Il y a cependant des points communs entre la route telle que j’essaie de la pratiquer, et la musique. 

 

D’abord (et malgré le titre imprudent de cette rubrique), on ne peut pas sortir de la route. Le parcours est balisé, imposé, soumis au temps autant qu’à l’espace. L’écriture, elle, est volontiers rétrospective. Sauf dans ces moments d’enthousiasme qui sont si souvent trompeurs, on est à tout moment tenté de revenir en arrière. L’écriture permet de tricher avec le temps. C’est sans doute pour cela qu’elle est à ce point menacée par le ressassement, et finit presque toujours par constituer un monde à part, une île, un petit univers clos de mots séparés de la réalité. Si j’écris et que le fil se perd ou casse, je peux rester silencieux. Cela ne se voit pas. Je peux masquer la discontinuité du sentiment et des sensations.

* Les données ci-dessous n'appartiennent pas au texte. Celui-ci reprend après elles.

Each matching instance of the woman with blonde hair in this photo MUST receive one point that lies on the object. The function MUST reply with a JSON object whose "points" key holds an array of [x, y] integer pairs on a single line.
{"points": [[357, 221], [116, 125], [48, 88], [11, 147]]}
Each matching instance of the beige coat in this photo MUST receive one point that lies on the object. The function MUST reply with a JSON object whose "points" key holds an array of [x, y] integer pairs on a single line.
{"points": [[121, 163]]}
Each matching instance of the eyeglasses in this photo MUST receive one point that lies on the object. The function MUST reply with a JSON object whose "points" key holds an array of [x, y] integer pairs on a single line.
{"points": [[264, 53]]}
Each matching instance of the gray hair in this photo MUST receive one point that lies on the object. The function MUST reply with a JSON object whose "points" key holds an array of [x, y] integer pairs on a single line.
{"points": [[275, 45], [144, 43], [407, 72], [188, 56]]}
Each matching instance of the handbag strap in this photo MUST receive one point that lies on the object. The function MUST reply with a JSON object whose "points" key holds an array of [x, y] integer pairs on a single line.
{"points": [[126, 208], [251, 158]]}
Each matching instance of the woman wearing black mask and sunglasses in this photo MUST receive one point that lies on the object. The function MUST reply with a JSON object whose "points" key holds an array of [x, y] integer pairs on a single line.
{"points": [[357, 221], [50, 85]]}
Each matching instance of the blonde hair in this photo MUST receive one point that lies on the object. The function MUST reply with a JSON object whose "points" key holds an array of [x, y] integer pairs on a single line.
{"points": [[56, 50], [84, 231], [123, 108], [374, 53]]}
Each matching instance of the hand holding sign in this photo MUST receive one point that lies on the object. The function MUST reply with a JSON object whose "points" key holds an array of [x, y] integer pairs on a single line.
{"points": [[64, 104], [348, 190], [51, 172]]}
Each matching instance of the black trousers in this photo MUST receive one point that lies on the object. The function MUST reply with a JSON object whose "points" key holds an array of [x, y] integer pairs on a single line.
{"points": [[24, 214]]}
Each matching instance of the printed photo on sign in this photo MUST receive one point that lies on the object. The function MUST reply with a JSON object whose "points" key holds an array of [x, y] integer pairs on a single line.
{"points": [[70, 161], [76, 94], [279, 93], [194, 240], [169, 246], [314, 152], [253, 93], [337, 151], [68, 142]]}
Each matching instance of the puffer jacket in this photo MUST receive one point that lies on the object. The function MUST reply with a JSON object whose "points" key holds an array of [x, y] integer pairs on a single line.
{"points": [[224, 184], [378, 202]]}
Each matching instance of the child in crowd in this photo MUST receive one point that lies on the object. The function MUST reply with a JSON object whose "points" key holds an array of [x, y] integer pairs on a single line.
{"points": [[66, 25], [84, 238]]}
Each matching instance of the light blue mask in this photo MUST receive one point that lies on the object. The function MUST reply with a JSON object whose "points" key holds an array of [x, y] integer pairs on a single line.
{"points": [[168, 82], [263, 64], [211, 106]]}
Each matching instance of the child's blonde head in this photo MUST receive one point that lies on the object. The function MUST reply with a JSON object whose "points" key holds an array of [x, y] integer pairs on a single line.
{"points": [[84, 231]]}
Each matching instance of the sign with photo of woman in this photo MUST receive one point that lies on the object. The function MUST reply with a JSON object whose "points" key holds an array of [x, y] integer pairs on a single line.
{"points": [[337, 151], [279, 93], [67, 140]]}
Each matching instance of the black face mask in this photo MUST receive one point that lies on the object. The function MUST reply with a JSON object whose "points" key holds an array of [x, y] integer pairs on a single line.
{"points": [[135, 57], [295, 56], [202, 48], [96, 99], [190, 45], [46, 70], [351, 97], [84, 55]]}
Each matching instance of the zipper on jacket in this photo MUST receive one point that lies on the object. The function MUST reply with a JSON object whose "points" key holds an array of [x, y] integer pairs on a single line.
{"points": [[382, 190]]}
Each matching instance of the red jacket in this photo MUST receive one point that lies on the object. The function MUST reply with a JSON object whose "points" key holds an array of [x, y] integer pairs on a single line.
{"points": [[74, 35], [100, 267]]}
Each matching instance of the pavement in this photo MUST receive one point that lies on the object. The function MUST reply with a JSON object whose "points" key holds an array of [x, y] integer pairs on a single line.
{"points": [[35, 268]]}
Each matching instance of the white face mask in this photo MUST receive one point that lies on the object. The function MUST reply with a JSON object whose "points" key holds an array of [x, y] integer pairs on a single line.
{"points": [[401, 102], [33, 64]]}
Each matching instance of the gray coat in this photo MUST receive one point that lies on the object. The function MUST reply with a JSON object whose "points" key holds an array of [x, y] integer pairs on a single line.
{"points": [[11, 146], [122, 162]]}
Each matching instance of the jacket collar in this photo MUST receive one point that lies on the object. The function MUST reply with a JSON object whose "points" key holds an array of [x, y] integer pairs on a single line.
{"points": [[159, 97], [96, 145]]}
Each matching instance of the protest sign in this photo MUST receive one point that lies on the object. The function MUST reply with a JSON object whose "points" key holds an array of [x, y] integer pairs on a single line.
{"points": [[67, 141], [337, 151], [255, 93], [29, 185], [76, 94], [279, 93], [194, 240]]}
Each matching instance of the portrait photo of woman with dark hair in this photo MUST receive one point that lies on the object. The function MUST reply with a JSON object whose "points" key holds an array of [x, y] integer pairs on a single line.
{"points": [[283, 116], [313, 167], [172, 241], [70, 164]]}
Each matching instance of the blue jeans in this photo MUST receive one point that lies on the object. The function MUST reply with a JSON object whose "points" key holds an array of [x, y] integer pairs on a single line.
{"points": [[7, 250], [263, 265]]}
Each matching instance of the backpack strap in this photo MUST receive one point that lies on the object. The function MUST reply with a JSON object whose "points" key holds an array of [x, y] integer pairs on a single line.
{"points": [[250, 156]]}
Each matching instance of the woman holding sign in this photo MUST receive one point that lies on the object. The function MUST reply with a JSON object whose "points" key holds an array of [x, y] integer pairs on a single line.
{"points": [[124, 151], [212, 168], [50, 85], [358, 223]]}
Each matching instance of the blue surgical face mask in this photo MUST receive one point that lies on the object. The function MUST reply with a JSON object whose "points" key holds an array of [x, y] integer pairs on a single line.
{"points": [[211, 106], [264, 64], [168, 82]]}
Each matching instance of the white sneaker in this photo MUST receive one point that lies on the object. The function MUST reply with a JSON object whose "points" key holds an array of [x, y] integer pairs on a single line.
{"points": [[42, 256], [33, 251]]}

J’ai bien peur qu’une écriture vraiment ancrée dans le présent (et cela reste l’idéal de beaucoup d’entre nous) ne soit qu’un leurre, voire une supercherie. L’écriture qui court en surface comme un torrent de montagne est menacée de superficialité, de redondance, d’indigence, ce qui ne vaut pas beaucoup mieux que le ressassement ou la pesanteur rétrospective.

 

À l’inverse, pas plus que je ne peux changer le cours du temps je ne peux interrompre celui de la route ou celui du morceau de musique. Seul l’accident le peut : la roue dans le fossé, la crampe à la main, l’archer qui défaille, le soufflet crevé. Il faut, lorsque je joue un morceau de musique, aller jusqu’au bout, suivre le tempo du temps. La musique est une manière de faire chanter un petit fragment de temps, une soumission heureuse au temps. Elle est en outre elle-même liée au passé et au futur, à toutes ces heures passées à travailler tant bien que mal le morceau ainsi qu’aux moments à venir où on pourra l’offrir à autrui. 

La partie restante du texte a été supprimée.